What happened

Scotts Miracle-Gro (SMG -0.09%) shareholders underperformed the market through Thursday trading this week. The lawn care and hydroponic growing specialist was down 11% compared to a 1.4% drop in the wider market, according to data provided by S&P Global Market Intelligence.

The move contributed to a tough year for the stock, which is down over 70% so far in 2022. It was sparked by growing concerns about Scotts' ability to turn its business around in today's weakening demand environment.

So what

The stock price drop wasn't driven by specific news out of the company. Instead, shares fell along with the wider market. Investors this week became more concerned that a recession is on the way and that inflation and rising interest rates will continue impacting consumers into late 2022.

These factors showed up in Scotts' last earnings report, which in early August showed sharp decreases in both sales and profitability. Management said at the time that its retailing partners were pulling back on purchases to keep inventory light amid slowing demand for home lawn care.

Investors are worried that these challenges have intensified in recent weeks and might further complicate Scotts' rebound initiatives.

Now what

The company will update investors on that rebound project, and its latest demand trends, in early November.

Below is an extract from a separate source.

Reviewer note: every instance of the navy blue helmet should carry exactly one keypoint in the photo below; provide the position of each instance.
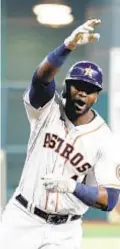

That fiscal fourth-quarter earnings report will also contain important details about management's forecast for the new fiscal year ahead.

It is possible that Scotts will endure just a modest disruption to its sales trends, along with a quick return to profitability. However, the risk of a deeper earnings slump is rising along with the wider risk of a recession on the way. In that context, it makes sense that investors would avoid Scotts' stock during this week's market turbulence.